Don’t Let the Light Go Out


There’s a song we learned as children – a simple song that contains far more wisdom than its composers ever knew:

Don’t let the light go out!
It’s lasted for so many years!
Don’t let the light go out!
Let it shine through our hope and our tears.

For our parents, I suspect, it was a song about Jewish survival, about surviving the Nazis, just as our ancestors survived the Greek-Syrians long ago. But for the Chassidic masters, it was about protecting a different kind of light – the spark of holiness that God placed within each of us.

All too often, we lose track of that light. “But each day,” taught Sefat Emet, “there are are things we can do to change the world and to reveal the light of God.” Acts of kindness, being present for each other, caring for the widow, the orphan, and the stranger, all of these are things that can bring light into the world.

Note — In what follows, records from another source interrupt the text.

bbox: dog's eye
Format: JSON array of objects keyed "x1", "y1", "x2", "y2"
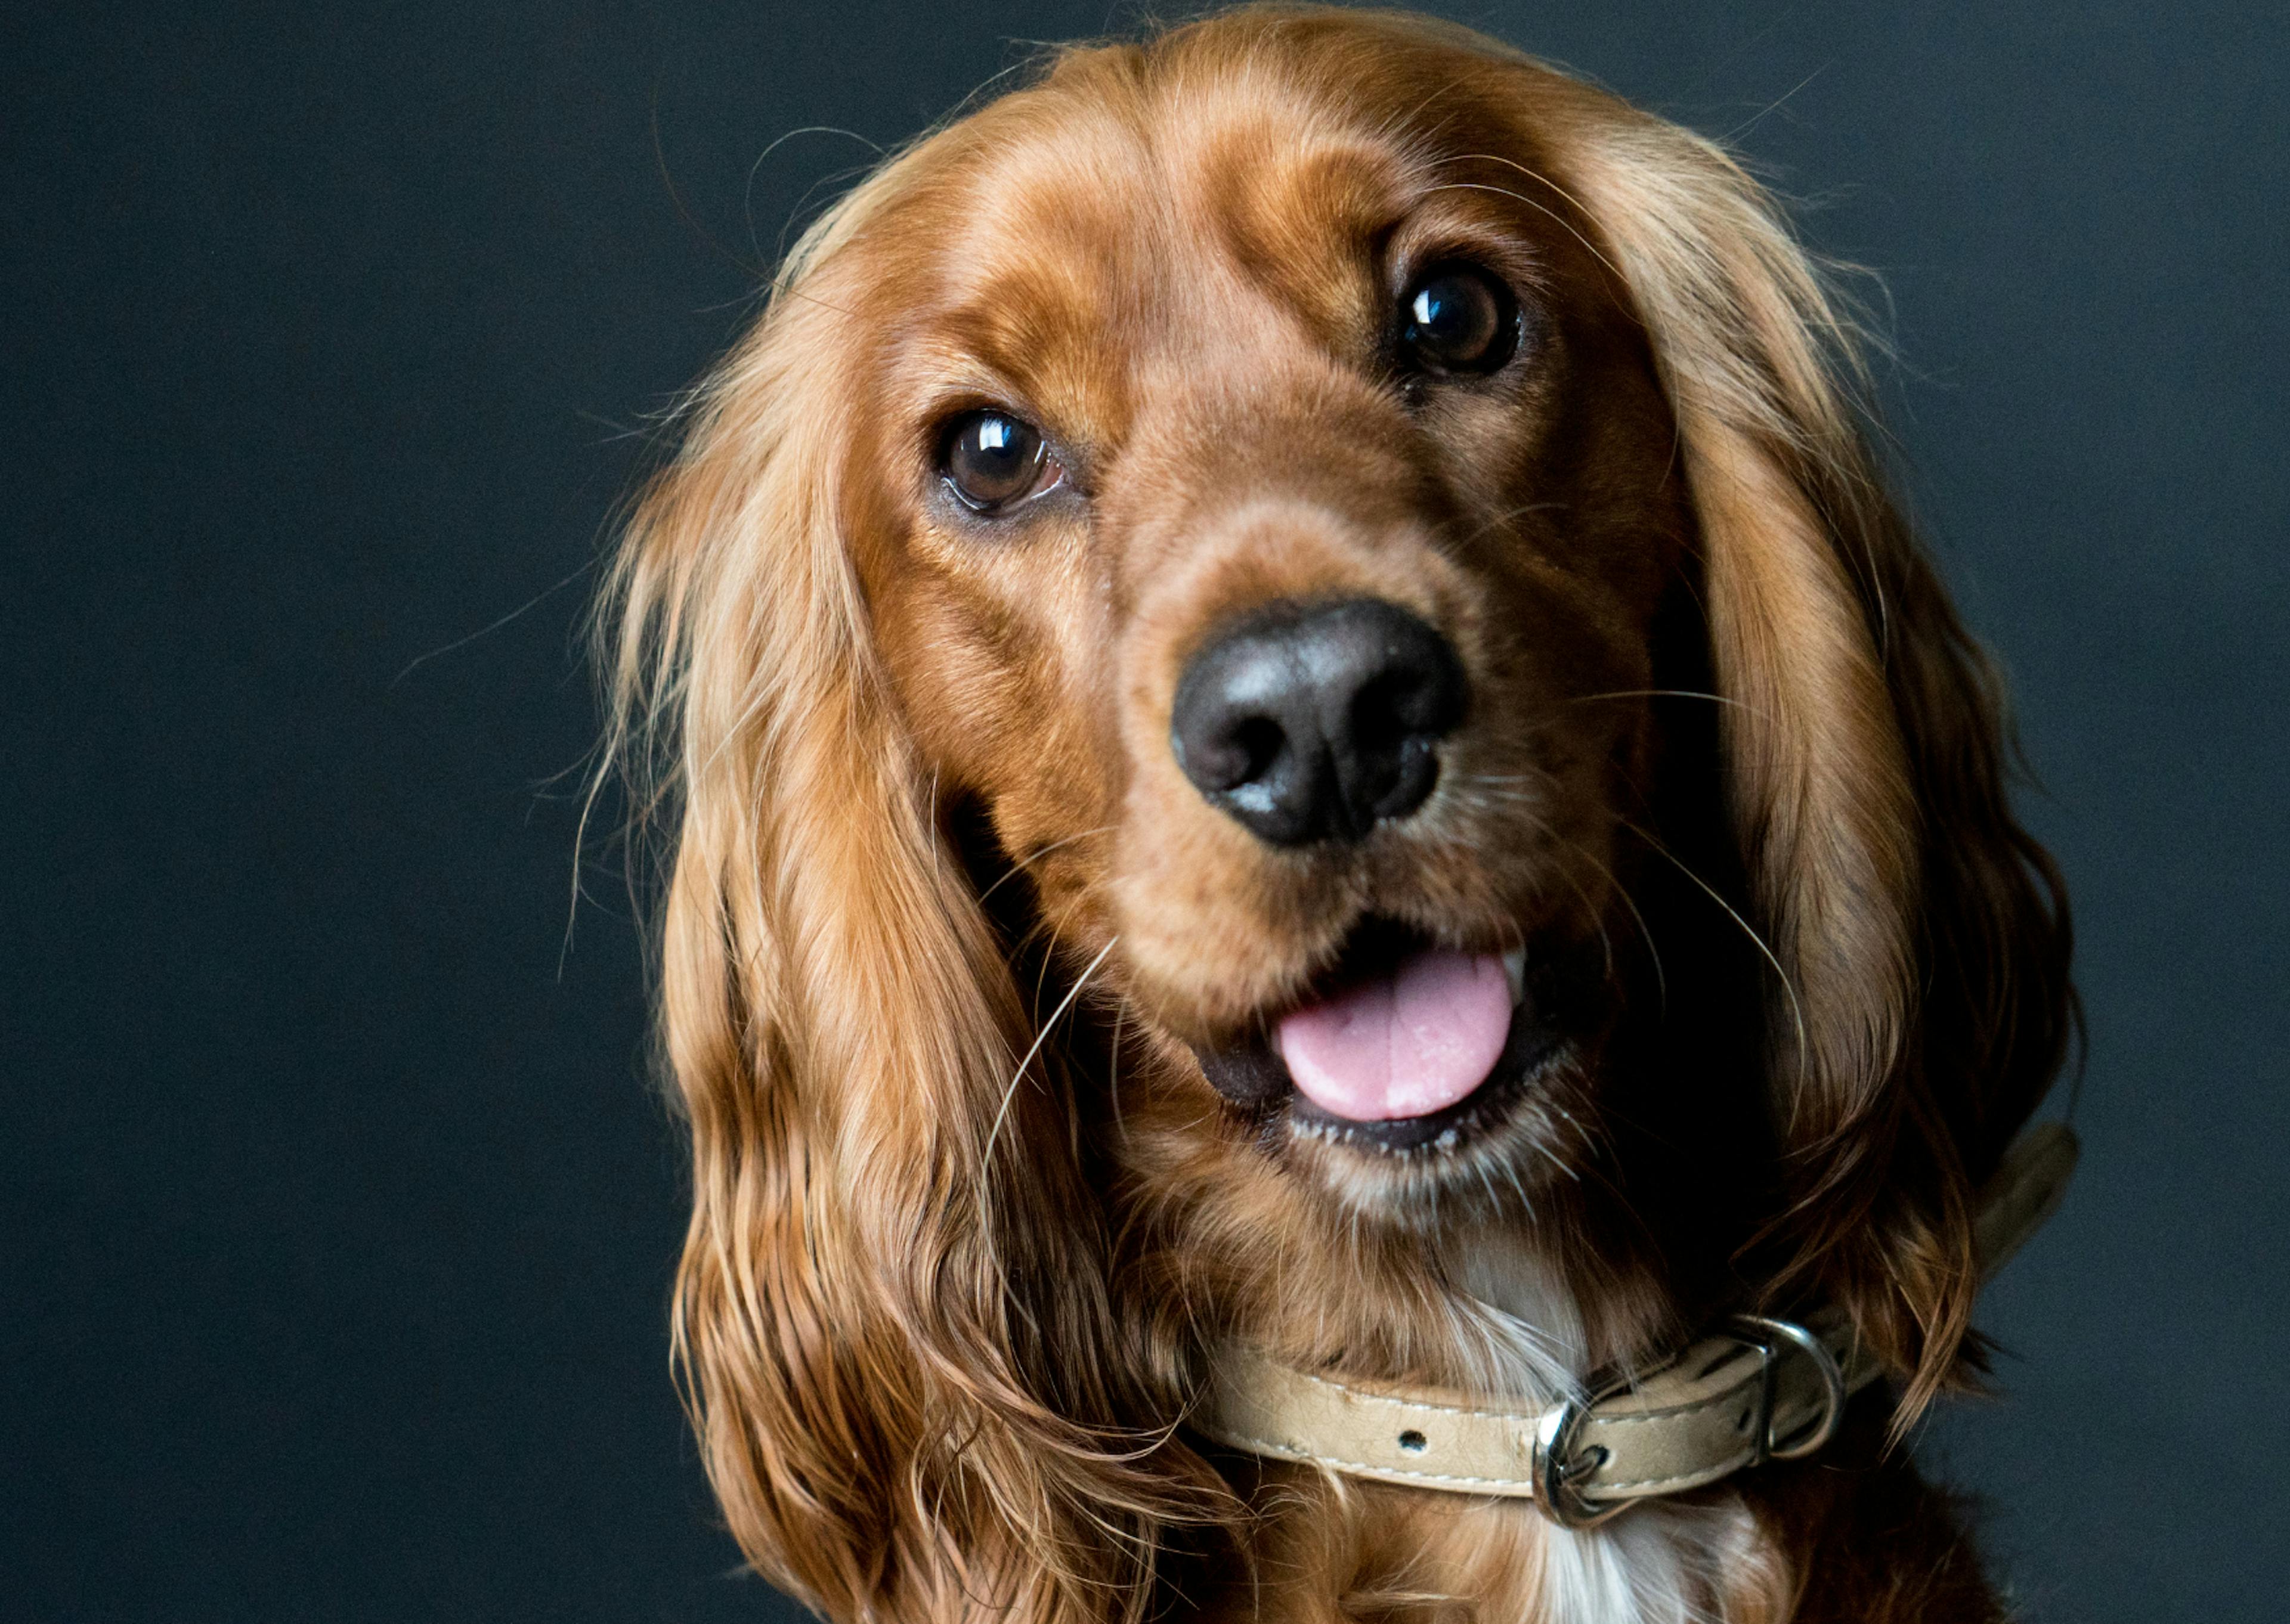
[
  {"x1": 1398, "y1": 264, "x2": 1519, "y2": 376},
  {"x1": 940, "y1": 410, "x2": 1062, "y2": 514}
]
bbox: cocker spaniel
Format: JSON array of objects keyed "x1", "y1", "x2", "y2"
[{"x1": 598, "y1": 8, "x2": 2075, "y2": 1622}]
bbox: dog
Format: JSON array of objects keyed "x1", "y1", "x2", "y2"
[{"x1": 597, "y1": 7, "x2": 2074, "y2": 1620}]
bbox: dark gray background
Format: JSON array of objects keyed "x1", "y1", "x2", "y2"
[{"x1": 5, "y1": 2, "x2": 2282, "y2": 1619}]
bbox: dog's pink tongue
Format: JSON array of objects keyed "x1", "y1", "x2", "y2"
[{"x1": 1276, "y1": 949, "x2": 1512, "y2": 1122}]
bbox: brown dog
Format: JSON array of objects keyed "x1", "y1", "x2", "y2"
[{"x1": 598, "y1": 7, "x2": 2073, "y2": 1620}]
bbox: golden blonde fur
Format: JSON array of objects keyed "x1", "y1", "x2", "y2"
[{"x1": 597, "y1": 9, "x2": 2071, "y2": 1621}]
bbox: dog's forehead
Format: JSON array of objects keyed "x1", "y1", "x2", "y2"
[{"x1": 891, "y1": 65, "x2": 1443, "y2": 435}]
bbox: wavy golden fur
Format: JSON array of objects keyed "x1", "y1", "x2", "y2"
[{"x1": 598, "y1": 8, "x2": 2072, "y2": 1621}]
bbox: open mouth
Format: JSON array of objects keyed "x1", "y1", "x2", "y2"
[{"x1": 1190, "y1": 921, "x2": 1571, "y2": 1154}]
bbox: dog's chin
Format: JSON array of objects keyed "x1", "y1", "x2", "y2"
[{"x1": 1184, "y1": 931, "x2": 1604, "y2": 1223}]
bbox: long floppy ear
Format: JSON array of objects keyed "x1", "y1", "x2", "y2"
[
  {"x1": 1553, "y1": 101, "x2": 2073, "y2": 1417},
  {"x1": 596, "y1": 171, "x2": 1210, "y2": 1623}
]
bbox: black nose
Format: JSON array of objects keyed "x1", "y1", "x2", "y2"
[{"x1": 1170, "y1": 598, "x2": 1467, "y2": 847}]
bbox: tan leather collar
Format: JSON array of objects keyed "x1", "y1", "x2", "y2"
[{"x1": 1192, "y1": 1123, "x2": 2078, "y2": 1526}]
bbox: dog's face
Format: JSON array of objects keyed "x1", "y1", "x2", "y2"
[
  {"x1": 838, "y1": 41, "x2": 1703, "y2": 1218},
  {"x1": 836, "y1": 40, "x2": 1698, "y2": 1217}
]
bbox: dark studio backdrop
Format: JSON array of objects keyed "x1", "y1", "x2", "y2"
[{"x1": 5, "y1": 1, "x2": 2283, "y2": 1619}]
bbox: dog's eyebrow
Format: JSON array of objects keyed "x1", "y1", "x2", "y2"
[
  {"x1": 1175, "y1": 125, "x2": 1422, "y2": 361},
  {"x1": 909, "y1": 257, "x2": 1139, "y2": 450},
  {"x1": 934, "y1": 262, "x2": 1110, "y2": 371},
  {"x1": 1199, "y1": 131, "x2": 1417, "y2": 253}
]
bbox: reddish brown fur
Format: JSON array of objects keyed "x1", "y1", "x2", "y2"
[{"x1": 598, "y1": 8, "x2": 2072, "y2": 1622}]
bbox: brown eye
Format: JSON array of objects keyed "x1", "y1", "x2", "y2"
[
  {"x1": 941, "y1": 410, "x2": 1060, "y2": 513},
  {"x1": 1398, "y1": 264, "x2": 1519, "y2": 376}
]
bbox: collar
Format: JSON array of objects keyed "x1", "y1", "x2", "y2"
[{"x1": 1191, "y1": 1123, "x2": 2078, "y2": 1527}]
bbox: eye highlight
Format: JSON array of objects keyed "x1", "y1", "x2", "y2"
[
  {"x1": 1397, "y1": 263, "x2": 1520, "y2": 377},
  {"x1": 939, "y1": 410, "x2": 1063, "y2": 514}
]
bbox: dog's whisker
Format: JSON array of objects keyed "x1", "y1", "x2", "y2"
[
  {"x1": 1443, "y1": 498, "x2": 1571, "y2": 550},
  {"x1": 1030, "y1": 889, "x2": 1096, "y2": 1031},
  {"x1": 1418, "y1": 176, "x2": 1627, "y2": 289},
  {"x1": 1107, "y1": 1000, "x2": 1129, "y2": 1149},
  {"x1": 980, "y1": 934, "x2": 1119, "y2": 1202},
  {"x1": 1549, "y1": 827, "x2": 1669, "y2": 1017},
  {"x1": 1525, "y1": 1137, "x2": 1582, "y2": 1185},
  {"x1": 1621, "y1": 816, "x2": 1812, "y2": 1084},
  {"x1": 1472, "y1": 1161, "x2": 1505, "y2": 1219},
  {"x1": 1564, "y1": 687, "x2": 1773, "y2": 723},
  {"x1": 926, "y1": 767, "x2": 942, "y2": 884},
  {"x1": 976, "y1": 825, "x2": 1116, "y2": 906}
]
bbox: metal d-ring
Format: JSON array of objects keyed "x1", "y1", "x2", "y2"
[
  {"x1": 1727, "y1": 1313, "x2": 1848, "y2": 1463},
  {"x1": 1530, "y1": 1377, "x2": 1633, "y2": 1530}
]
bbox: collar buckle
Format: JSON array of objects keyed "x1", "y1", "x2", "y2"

For Nachman of Breslov, our role in keeping the light alive was one of the deepest secrets of creation:

Menorah and the eternal light bear witness to God’s presence in the world. They remind us that only God can create light. All we can do is to take one light and use it to light another. And so we find that everything is from God, the fire, and the light, and the oil, and the wicks – all of them our gift from God. But if we do not do our part, the world will be dark. One candle will not light another.

This is the world that the Holy One wanted to create: a world that we would complete through our holiness down below. This is the work of all of us, to kindle the light in each other’s souls. This is the light that shines evening to morning, the light of the human souls. And this is the light that reminds us that the Holy One dwells among us. God could have lit the menorah by Himself. But God wanted us to bring light to each other.

This is the meaning of Chanukah: that God wanted us to bring light to each other. As you light the menorah this week, may you find God’s light, and may you bring light to each other.